The pivotal training phase deploys the LSTM model on a meticulously pre-processed dataset. This intricate process involves optimizing the model's parameters through the iterative application of backpropagation and gradient descent. Noteworthy is the project's training duration, spanning approximately 15 hours, owing to the intricate patterns inherent in folk songs. The extended timeframe underscores the model's commitment to unravelling these complexities. Through the interplay of parameter adjustments, backpropagation, and gradient descent, the model meticulously refines its understanding of folk melodies.
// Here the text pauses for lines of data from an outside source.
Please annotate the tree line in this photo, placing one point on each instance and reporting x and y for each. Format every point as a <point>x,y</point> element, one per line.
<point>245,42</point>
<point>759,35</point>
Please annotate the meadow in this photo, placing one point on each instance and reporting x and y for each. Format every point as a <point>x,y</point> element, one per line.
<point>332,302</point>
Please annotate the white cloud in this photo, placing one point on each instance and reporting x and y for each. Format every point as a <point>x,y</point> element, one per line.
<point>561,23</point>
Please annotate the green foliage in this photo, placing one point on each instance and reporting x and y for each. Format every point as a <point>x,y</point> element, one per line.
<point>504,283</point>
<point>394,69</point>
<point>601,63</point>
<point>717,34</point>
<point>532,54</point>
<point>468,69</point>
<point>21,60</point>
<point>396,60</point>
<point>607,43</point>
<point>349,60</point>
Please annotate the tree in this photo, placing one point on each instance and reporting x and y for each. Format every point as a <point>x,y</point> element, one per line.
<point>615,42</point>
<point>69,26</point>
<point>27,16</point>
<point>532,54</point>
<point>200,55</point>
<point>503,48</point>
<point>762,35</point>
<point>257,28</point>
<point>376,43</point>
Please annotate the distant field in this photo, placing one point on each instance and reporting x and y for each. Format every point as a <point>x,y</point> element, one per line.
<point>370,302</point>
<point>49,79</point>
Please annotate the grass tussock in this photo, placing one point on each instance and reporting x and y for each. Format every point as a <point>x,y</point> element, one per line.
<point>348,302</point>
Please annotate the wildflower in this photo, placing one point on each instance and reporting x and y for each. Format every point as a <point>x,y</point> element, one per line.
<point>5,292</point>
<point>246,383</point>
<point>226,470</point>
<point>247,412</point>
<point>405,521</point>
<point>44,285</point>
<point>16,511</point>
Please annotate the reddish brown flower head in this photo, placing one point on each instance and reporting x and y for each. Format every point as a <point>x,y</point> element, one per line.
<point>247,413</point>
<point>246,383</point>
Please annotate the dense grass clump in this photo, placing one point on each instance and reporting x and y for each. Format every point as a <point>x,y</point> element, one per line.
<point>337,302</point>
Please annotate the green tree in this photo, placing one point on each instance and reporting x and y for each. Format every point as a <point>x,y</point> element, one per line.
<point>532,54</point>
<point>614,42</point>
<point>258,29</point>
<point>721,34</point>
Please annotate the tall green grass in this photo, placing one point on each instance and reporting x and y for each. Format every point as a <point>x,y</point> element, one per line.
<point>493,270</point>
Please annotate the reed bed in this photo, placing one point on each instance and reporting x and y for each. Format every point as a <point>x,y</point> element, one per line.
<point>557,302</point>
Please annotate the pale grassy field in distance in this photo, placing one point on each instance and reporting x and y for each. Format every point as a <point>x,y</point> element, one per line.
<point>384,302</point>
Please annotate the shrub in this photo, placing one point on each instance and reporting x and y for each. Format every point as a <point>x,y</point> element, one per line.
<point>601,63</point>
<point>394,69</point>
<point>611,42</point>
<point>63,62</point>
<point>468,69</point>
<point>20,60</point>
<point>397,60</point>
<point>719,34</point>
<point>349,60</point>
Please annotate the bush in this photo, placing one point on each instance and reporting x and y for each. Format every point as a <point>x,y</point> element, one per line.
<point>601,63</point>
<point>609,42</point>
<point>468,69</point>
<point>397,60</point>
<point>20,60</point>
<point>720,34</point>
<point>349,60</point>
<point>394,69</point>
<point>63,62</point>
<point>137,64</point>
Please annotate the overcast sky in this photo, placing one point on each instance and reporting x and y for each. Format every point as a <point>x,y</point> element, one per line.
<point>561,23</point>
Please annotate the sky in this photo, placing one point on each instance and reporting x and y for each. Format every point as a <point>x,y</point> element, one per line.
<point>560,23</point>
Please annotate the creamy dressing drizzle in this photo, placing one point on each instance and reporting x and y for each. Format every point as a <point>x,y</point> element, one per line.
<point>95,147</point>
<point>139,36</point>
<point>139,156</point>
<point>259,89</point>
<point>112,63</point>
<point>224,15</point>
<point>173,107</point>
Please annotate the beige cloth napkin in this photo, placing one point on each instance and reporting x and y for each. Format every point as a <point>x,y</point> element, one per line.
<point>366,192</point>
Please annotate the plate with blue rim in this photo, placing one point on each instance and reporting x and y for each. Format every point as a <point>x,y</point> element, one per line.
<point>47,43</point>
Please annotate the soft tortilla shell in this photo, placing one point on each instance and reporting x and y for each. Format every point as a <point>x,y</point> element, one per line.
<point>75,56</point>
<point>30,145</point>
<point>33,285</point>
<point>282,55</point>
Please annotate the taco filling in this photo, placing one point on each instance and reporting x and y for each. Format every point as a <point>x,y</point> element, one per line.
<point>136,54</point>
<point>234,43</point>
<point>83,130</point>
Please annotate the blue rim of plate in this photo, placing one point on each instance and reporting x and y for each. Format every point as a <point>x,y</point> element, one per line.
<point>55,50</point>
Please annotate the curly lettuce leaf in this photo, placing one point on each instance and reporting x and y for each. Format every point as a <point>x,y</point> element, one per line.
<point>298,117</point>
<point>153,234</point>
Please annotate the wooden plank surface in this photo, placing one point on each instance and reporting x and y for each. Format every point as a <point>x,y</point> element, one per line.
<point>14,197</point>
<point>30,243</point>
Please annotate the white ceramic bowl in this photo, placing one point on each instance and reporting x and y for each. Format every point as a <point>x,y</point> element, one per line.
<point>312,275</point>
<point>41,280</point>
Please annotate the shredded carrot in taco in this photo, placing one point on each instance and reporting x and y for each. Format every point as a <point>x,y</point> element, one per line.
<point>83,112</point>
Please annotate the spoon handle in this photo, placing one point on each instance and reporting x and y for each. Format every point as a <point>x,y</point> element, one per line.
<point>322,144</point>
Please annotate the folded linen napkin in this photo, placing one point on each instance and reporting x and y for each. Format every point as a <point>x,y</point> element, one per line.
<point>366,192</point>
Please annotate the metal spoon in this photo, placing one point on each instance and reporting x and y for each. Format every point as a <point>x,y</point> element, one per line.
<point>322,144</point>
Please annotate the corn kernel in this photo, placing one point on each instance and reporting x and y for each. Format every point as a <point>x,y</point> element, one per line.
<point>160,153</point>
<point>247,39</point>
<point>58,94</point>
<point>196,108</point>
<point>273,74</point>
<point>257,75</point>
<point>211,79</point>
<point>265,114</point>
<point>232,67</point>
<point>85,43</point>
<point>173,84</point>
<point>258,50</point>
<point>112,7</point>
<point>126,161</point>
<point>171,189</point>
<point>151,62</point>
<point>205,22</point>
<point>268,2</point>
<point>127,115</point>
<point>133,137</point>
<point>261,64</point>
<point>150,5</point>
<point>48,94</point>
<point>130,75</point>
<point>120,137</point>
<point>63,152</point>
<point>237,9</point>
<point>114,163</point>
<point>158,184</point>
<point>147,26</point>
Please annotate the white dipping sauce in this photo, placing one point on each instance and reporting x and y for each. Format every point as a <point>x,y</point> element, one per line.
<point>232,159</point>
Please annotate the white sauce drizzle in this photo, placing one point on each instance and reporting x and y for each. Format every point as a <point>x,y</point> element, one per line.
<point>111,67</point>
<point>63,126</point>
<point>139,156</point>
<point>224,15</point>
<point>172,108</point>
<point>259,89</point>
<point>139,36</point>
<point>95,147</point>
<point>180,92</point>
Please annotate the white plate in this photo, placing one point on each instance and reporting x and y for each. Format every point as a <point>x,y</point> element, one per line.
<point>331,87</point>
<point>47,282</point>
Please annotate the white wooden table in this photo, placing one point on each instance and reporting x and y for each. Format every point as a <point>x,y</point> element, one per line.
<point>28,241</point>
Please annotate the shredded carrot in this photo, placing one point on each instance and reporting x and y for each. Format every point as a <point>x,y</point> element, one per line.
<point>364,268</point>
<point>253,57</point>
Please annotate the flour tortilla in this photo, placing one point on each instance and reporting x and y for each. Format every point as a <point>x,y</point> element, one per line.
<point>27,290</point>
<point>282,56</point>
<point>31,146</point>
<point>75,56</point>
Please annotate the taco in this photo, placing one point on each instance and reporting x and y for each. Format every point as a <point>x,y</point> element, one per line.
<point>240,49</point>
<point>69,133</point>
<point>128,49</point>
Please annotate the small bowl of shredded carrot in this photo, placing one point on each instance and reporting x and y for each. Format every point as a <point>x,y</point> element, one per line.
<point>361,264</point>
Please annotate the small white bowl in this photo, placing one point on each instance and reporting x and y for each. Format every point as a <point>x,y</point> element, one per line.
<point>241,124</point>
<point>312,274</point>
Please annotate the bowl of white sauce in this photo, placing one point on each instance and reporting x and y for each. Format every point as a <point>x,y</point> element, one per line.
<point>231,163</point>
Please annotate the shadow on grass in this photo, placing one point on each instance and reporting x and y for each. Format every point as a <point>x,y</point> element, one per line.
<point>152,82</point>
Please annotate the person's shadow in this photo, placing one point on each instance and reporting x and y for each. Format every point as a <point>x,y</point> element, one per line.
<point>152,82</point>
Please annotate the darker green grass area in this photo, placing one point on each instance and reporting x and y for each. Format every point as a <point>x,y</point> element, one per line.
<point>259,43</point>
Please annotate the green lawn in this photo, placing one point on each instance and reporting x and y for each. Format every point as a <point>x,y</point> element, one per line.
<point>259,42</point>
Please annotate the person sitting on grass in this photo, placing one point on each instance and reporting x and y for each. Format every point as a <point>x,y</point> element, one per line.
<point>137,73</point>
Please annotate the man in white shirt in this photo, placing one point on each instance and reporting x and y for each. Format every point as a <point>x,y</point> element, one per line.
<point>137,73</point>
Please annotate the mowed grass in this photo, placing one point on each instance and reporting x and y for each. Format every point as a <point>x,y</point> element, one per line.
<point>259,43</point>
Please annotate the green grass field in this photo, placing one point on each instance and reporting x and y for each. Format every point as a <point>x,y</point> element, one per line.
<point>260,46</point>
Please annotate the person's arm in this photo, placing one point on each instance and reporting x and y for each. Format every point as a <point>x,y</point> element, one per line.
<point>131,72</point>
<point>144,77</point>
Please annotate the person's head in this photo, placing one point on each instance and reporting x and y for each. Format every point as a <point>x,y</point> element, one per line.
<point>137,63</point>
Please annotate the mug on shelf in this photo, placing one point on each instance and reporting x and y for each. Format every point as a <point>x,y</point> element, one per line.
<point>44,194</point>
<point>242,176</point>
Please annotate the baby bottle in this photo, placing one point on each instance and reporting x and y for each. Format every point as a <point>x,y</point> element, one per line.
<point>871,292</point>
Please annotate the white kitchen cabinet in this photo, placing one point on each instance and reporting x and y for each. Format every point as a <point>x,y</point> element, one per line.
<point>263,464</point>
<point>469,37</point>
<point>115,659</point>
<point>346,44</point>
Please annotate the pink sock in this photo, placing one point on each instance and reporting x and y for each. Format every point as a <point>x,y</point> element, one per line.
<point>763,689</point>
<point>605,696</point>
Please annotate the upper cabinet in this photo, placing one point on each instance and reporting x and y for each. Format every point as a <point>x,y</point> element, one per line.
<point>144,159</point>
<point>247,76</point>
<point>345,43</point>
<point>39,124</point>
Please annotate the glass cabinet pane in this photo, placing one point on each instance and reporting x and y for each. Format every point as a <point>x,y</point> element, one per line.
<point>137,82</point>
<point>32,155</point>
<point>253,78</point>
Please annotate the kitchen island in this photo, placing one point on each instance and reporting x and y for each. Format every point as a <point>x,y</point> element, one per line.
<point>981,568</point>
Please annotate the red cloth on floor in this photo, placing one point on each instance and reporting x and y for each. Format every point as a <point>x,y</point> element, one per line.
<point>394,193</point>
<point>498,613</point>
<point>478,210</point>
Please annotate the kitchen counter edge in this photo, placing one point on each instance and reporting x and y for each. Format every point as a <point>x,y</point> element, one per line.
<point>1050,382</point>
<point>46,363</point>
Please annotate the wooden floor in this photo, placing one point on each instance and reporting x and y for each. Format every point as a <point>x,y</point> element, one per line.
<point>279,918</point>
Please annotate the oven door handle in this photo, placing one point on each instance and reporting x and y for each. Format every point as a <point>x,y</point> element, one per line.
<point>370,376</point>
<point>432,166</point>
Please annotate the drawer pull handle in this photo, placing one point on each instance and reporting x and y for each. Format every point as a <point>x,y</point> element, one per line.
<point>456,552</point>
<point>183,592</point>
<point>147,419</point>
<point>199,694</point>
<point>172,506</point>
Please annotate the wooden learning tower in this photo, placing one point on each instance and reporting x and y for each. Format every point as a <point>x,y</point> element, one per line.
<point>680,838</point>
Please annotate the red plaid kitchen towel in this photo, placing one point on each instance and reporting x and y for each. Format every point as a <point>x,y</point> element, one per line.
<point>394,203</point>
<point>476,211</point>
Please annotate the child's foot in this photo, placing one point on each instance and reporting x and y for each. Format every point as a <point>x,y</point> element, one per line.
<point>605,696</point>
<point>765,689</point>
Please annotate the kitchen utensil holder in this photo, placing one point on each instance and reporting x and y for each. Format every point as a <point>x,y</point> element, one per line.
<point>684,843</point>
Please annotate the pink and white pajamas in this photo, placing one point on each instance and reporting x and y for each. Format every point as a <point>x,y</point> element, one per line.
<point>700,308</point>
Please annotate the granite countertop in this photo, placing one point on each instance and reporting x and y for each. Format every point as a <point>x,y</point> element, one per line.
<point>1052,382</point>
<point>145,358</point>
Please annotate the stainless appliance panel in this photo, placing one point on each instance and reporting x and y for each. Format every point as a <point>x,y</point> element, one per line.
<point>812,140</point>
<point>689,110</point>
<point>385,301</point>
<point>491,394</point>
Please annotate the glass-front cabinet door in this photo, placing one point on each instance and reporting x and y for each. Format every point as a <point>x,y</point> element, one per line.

This time-intensive process serves as the bedrock, endowing the LSTM model with the profound insights needed for crafting authentic and nuanced folk-inspired compositions .
Post the meticulous training of the model, the captivating phase of music generation commences by injecting a seed or initial tone. This marks the initiation of a nuanced interplay within the LSTM network, where predictive capabilities come to life, foreseeing subsequent notes in an iterative dance. This cyclic process gracefully unfolds, progressively weaving a complete and coherent musical sequence. At its essence, this phase serves as a compelling showcase of the model's innate ability to compose melodies deeply rooted in the rich tapestry of learned patterns. Each predictive iteration refines the model's grasp of musical intricacies, leading to the creation of harmonically rich and artistically nuanced compositions. In essence, this stage not only reveals the technical prowess of the LSTM network but also positions it as a dynamic and innovative creative collaborator. The model, now an active partner in the composition process, introduces an element of unpredictability and artistic expression that transcends traditional methods. This narrative within the project report encapsulates the synergy of art and technology, resulting in the emergence of original, expressive, and learned-pattern-infused melodies.
The generated musical sequence is converted to MIDI format. This involves mapping the predicted numerical representations back to their corresponding musical notations. The resulting MIDI file is a tangible output that can be played and further analysed.
Once satisfied with the generated results, the LSTM model is deployed for practical use. Integration into a user-friendly application or platform allows users to input a seed tone and receive a unique AI-generated musical composition in MIDI format.